すると、そこではベアが兵士の一人の槍を折っていた。
周りにいた他の兵士がすぐさまそれに加勢するが、人間がクマに勝てるわけがなかった。
兵士たちは次々と負傷していく。
流石に数が多く、ベアについに槍先の一つが当たろうとする。
しかしカイルの投げた刃物がそれを曲げ、兵士たちの鎧をも砕いた。
「負傷者は戻って治療しろ!ただし逃げ場がないように橋だけは封鎖しておけ!」
「わ、わかりました!」
兵士たちは去っていく。
「どうする?逃げるか?いや、逃げても—」
「西に戻ったらまた捕まるだけだもんね」
それから騎士は、Sランク指名手配されているはずの私ではなく
カイルの方をずっと見ていた。
「カイル...久しぶりだな。2年ぶりか?今まで何してたんだ。」
「ゴーシュ。お前こそそんな仰々しい鎧着て、随分偉くなったみたいだな」
「知り合いなの?」
「2年以上前に騎士団で兵士をやってた時期があった。その時の同期だ。」
「...戻ってこいよカイル。お前がその女に騙されてることはわかってる。早く戻ってこい」
は?
「それは違う。俺が彼女を誘ったんだ。それで断られた。
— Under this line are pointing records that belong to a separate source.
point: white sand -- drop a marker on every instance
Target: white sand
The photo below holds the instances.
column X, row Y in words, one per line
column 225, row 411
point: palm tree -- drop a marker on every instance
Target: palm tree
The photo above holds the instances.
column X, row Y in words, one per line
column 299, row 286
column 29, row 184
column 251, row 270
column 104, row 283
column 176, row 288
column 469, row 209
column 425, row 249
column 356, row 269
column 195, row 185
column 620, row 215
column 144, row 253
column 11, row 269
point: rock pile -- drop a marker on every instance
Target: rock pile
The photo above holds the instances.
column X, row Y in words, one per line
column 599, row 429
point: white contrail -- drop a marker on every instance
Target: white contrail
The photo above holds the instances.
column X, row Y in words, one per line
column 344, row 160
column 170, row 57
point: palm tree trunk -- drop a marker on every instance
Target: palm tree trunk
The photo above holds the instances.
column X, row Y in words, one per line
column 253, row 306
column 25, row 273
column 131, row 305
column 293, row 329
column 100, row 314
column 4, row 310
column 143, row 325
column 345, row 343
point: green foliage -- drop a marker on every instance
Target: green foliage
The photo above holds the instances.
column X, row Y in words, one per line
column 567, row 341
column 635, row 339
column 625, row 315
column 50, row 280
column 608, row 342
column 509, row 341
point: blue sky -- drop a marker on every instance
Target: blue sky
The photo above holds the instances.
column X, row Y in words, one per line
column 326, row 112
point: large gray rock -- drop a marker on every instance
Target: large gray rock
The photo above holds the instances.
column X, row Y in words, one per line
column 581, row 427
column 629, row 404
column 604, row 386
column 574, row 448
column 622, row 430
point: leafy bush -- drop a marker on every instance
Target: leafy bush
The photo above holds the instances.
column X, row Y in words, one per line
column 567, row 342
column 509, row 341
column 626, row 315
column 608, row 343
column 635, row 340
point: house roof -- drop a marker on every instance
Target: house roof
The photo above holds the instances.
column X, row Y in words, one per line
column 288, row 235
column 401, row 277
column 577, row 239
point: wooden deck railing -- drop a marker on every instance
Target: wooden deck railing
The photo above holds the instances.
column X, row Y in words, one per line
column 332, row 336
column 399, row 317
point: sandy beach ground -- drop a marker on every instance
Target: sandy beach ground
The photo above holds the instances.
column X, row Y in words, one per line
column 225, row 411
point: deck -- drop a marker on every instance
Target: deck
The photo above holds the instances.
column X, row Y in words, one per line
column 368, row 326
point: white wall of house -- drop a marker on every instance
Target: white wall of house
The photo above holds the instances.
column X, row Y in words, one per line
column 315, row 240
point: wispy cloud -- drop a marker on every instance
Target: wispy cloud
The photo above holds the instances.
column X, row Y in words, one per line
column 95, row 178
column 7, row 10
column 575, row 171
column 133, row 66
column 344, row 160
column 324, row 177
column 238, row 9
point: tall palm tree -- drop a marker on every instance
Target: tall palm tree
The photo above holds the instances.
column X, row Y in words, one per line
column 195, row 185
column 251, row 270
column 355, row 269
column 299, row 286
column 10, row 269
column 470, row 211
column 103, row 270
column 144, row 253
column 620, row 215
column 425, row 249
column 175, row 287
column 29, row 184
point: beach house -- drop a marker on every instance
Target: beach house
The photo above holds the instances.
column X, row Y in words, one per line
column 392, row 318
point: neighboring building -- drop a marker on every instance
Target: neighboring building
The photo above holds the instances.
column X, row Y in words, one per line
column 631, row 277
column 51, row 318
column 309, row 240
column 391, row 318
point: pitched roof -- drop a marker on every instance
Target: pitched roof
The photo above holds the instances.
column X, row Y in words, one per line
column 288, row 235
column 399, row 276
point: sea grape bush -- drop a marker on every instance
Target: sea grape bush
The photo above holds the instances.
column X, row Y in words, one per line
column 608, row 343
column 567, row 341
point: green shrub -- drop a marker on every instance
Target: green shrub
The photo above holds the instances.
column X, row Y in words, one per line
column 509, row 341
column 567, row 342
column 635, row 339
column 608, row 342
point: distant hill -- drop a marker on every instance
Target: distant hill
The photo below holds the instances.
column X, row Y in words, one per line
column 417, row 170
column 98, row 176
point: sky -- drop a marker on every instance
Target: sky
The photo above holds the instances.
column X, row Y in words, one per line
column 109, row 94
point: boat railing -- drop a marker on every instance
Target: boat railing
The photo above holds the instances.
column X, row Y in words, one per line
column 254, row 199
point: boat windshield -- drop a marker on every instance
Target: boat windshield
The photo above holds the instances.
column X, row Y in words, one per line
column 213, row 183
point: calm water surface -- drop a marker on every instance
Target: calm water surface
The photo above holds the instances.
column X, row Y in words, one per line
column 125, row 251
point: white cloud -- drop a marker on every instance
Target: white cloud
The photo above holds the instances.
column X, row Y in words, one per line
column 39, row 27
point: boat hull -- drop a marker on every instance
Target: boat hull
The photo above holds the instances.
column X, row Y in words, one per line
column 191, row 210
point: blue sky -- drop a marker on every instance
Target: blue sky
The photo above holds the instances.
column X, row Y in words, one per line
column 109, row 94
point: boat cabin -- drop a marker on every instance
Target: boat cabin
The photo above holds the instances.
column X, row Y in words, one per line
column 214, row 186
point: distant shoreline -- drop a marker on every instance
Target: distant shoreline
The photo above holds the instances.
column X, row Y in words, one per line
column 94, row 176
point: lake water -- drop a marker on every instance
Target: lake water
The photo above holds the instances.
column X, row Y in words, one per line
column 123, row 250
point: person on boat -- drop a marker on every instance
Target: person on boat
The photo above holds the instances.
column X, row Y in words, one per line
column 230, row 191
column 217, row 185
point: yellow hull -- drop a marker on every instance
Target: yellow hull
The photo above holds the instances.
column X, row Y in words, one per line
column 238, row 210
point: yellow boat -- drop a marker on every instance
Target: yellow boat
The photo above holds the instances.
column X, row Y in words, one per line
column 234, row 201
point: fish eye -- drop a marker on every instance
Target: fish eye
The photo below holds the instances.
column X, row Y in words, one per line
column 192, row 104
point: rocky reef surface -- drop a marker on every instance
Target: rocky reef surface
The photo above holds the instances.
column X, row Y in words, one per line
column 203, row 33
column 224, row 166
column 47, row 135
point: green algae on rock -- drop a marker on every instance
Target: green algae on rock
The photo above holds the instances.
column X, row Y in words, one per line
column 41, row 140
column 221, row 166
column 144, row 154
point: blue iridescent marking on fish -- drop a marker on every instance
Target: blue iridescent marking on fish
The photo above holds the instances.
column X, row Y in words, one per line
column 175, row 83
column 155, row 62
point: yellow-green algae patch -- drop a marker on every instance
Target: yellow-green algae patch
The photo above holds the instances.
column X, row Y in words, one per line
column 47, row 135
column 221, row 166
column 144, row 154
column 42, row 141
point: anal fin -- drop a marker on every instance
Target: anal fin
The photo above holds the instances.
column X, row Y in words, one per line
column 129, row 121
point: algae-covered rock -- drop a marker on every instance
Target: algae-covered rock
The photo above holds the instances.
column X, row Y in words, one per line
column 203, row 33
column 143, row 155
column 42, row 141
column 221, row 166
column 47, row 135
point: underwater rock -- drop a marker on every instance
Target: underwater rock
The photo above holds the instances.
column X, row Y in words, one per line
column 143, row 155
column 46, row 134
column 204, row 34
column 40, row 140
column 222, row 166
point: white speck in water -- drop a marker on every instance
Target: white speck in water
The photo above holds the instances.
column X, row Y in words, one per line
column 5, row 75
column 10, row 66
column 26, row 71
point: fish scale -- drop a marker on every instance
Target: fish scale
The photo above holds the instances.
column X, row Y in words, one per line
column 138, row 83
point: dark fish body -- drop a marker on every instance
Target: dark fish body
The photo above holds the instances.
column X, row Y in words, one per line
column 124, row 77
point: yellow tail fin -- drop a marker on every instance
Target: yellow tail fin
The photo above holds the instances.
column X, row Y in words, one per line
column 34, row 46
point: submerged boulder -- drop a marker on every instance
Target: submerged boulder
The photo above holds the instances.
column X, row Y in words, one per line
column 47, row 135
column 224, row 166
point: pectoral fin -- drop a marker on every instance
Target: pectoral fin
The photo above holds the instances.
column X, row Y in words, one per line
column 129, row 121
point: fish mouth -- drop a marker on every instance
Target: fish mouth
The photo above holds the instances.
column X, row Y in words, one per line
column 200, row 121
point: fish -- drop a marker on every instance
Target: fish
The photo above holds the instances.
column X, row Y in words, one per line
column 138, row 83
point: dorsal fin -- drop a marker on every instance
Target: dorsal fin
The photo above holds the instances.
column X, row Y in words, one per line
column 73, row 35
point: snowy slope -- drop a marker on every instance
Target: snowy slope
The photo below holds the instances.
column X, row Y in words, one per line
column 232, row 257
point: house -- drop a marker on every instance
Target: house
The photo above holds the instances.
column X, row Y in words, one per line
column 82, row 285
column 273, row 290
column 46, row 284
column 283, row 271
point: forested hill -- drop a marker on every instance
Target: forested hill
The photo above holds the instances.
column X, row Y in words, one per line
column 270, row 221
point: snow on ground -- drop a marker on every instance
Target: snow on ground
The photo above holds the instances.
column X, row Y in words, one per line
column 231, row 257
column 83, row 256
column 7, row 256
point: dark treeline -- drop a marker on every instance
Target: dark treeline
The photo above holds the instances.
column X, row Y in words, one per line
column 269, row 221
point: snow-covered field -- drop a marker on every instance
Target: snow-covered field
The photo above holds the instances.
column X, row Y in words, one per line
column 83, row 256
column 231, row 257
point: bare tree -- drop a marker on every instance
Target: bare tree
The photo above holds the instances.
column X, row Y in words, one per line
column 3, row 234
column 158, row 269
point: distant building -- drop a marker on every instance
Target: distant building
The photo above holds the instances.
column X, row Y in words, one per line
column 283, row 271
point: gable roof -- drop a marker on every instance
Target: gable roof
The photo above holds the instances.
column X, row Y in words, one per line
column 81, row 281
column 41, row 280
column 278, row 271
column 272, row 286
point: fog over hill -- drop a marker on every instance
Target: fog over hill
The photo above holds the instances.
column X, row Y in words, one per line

」
「じゃあ何で一緒にいるんだ」
「偶然というか、成り行きみたいなもんだ。
ステラは冒険し、この世界のすべてをその目で見ると言った。
俺は彼女がそれを果たすのを見たいと思った。
そんなことを言う奴、初めて見たんだ。
...俺が冒険者ギルドを作りたいって言ってたの、覚えてるか?」
「ああ、覚えてるさ。
でもそんなこと、まだ言ってるなんて思ってもみなかった...!」
そう言って騎士はカイルに打ちかかる。
カイルはブのつく武器を短剣のように扱い、剣をいなす。
その間何度もカイルの武器が騎士の鎧を叩くが、びくともしない。
何度も打ち合っているうちに、騎士はカイルのガードを解き、一撃を見舞おうとする。
「危ない!」
私はとっさに、鎧に向かって炎の球を飛ばした。
しかし鎧は動かず、炎の球を避けなかった。
鎧にぶつかった魔法は、なぜか破裂したように拡散し、煙を撒いた。
煙が晴れる。
すると騎士ゴーシュは剣に体重をかけ、それをカイルは下から両手の武器で抑えていた。
「カイル!冒険なんて...人の敷いた道路を歩きたくないだなんて考えは、反抗期の子供がやることだ!
お前はあのまま騎士団にいれば出世できたはずなのに...!
今からでも遅くない、俺が一緒に謝ってやる、だから戻ってこい!」
より一層騎士の体重はかかる。
だが—
「...確かに、戻ってみても面白いかもしれない。
でも、それよりももっと良い道を、俺は知っている...。
今まで歩いてきて、苦しいことも、楽しいこともあった。
だがそれは、出会った人たちに助けられながら、自分もその人たちを助け、そして、
自分自身で道を切り開き歩んできたからだ」
カイルは騎士ゴーシュの剣を押し返しつつあった。
これから俺が歩むのは、そこにいる冒険家ステラが進む道を、これからの冒険を、
最後まで見届けるという道だ!」
そう言った時、彼は完全にゴーシュの剣を押し返していた。
カイルはそのまま剣に対しもう一撃入れる。
騎士はたまらず手を離す。
騎士はそれが地面に落ちる前にまた拾おうとする。
でも、カイルはさらに一撃を鎧に向かって入れる。
するとカイルの武器は、鎧にぶつかった途端に砕け散った。
カイルは一歩距離をとり、鎧に向かってもう一方の手に持っていた武器を投げる。
しかしまたそれは、鎧にぶつかり砕け散った。